Observation/action spaces are exposed per-agent via helpers like env.get_observation_space(agent_id) and env.get_action_space(agent_id) and are gymnasium-compatible, as expected by RLlib.
Reset and Step
reset(seed) -> (obs_dict, info_dict)returns initial observations and infos for all agents.step(actions_dict) -> (obs, rewards, terminated, truncated, infos)returns per-agent dicts and setsterminated["__all__"]/truncated["__all__"]accordingly, matching RLlib's requirements.
See RLlib docs for the exact dictionary structures: Multi-agent envs.
Termination and Truncation
- Episode termination policies (all agents vs. individual) are configured via
TerminatedConfigand surfaced through per-agent flags plus "all". - Truncation policies (e.g., max steps) are configured via
TruncatedConfigand surfaced similarly.
RLlib expects both termination and truncation dictionaries; this environment provides both.
Policy Mapping
Standard RLlib policy mapping works out-of-the-box. For example, you can map boarding vs. exiting agents to different policies using policy_mapping_fn.

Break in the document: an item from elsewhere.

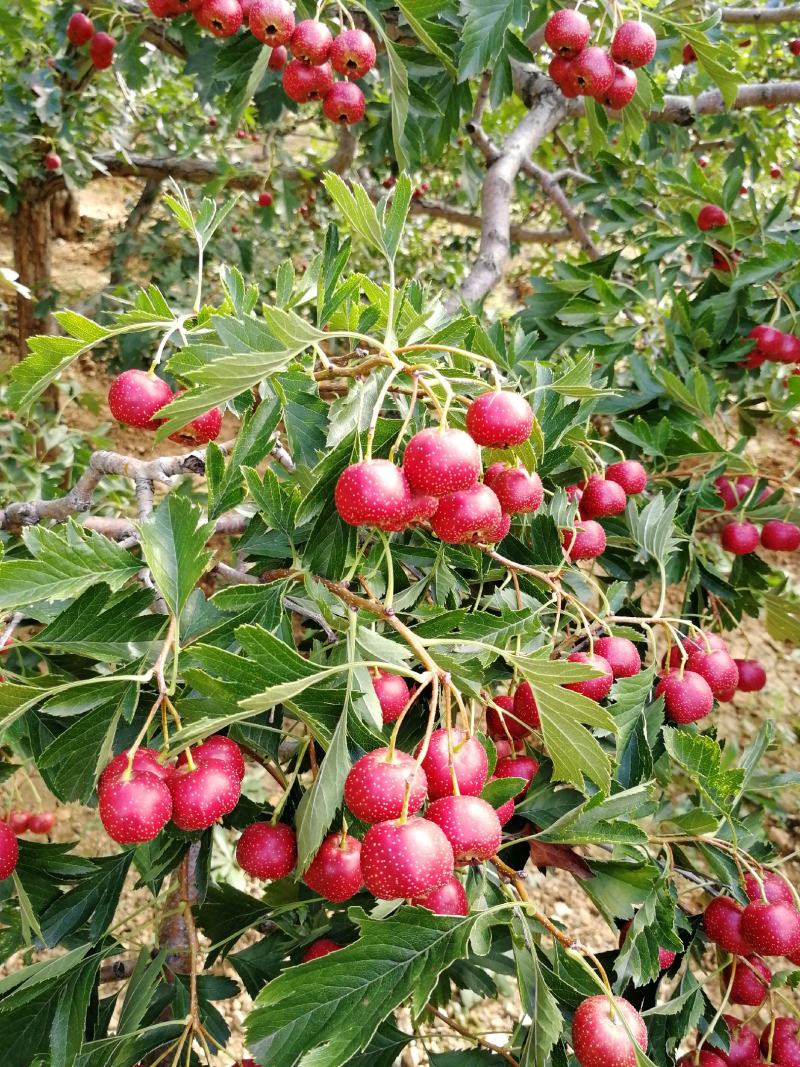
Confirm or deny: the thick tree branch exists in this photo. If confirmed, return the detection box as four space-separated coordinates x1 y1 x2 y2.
452 83 569 312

For training orchestration details, see RLlib: Running actual training experiments.
Minimal RLlib Example
from ray.rllib.algorithms.ppo import PPOConfig
from ray.tune.registry import register_env
from collectivecrossing import CollectiveCrossingEnv
from collectivecrossing.configs import CollectiveCrossingConfig
# Register env factory for RLlib
register_env(
"collective_crossing",
lambda env_config: CollectiveCrossingEnv(
config=CollectiveCrossingConfig(**env_config)
),
)
# Map boarding vs exiting to different policies (example)
def policy_mapping_fn(agent_id, *args, **kwargs):
return "boarding" if agent_id.startswith("boarding_") else "exiting"
algo = (
PPOConfig()
.environment(env="collective_crossing", env_config={
"width": 12,
"height": 8,
"division_y": 4,
"tram_door_left": 5,
"tram_door_right": 6,
"tram_length": 10,
"num_boarding_agents": 5,
"num_exiting_agents": 3,
"exiting_destination_area_y": 1,
"boarding_destination_area_y": 7,
})
.multi_agent(policy_mapping_fn=policy_mapping_fn)
.build()
)
For agent grouping, policy modules, and more advanced multi-agent features, consult RLlib's docs: Multi-agent envs.